Monday, September 12, 2011

On Getting on with Life

I've written repeatedly about mercy, about forgiveness about the capacity of the human heart.
On September 11, 2001, Jeremy Glick was on Flight 93, the plane that was crashed in Pennsylvania, the one where the passengers rushed the terrorist hijackers.  Before they did that, before they took the vote and decided to do that, he called home.  To find out if what he'd heard about the other planes was true.  And to tell his wife that he loved her.
I think to anyone who lost a loved one on Sept. 11, even 10 years later it’s still there. You turn on the news — I could be on the treadmill at the gym — and I see Sept. 11, I see Flight 93 and the field where my husband crashed, and emotions just overcome you. It’s not something you think you’ve put away. It comes back at times you don’t expect it.
That's Jeremy's wife, Lyzbeth Glick Best, talking to Paul Moakley and quoted in a special edition of Time.  And it's so honest and so clearly evident when you read or hear it, that it's hard to imagine anything else.  And it's deeply moving in its plain-spoken ordinariness.
One lives with pain. It's never far away.  There is no closure.

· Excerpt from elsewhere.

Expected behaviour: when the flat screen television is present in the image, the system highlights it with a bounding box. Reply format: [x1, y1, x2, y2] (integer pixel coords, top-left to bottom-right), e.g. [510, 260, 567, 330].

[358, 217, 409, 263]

But there is this, what she said next.
I’m a very peaceful person. I don’t even agree with war. I don’t believe in the death penalty. But that’s my personal belief. I know many families do want more of a revenge. For me, I think judgment comes in another life from here. I do have some anger, but I really, over 10 years, have tried to let it go. My life now — it’s very joyous. I don’t think you ever get over the loss or the pain. Just the other day I’m thinking, “He’s really not coming back this time,” or not in this lifetime, and 10 years later, that’s still difficult for me to accept. But that doesn’t mean I haven’t found joy in my life. I think somewhere along the way I’ve learned to separate the pain from joy. I’m remarried to a wonderful man, and we have two beautiful children in addition to my older daughter. He has adopted my older daughter, so he’s been a father to her since she was 4 years old. Life has moved forward. I teach college. I’ve had that job for almost 15 years. And my family is what’s important to me.
Because life goes on.  And Ms. Glick Best gets that too.
No closure.  But joy.  Amid the pain.  But also, and of course this is really what gets to me, no desire for vengeance.
I do have some anger, but I really, over 10 years, have tried to let it go.
Perhaps not forgiveness.  Really, that's about unimagineable.  But working on letting the anger go.
Which is working on healing.
As I said, the capacity of the human heart.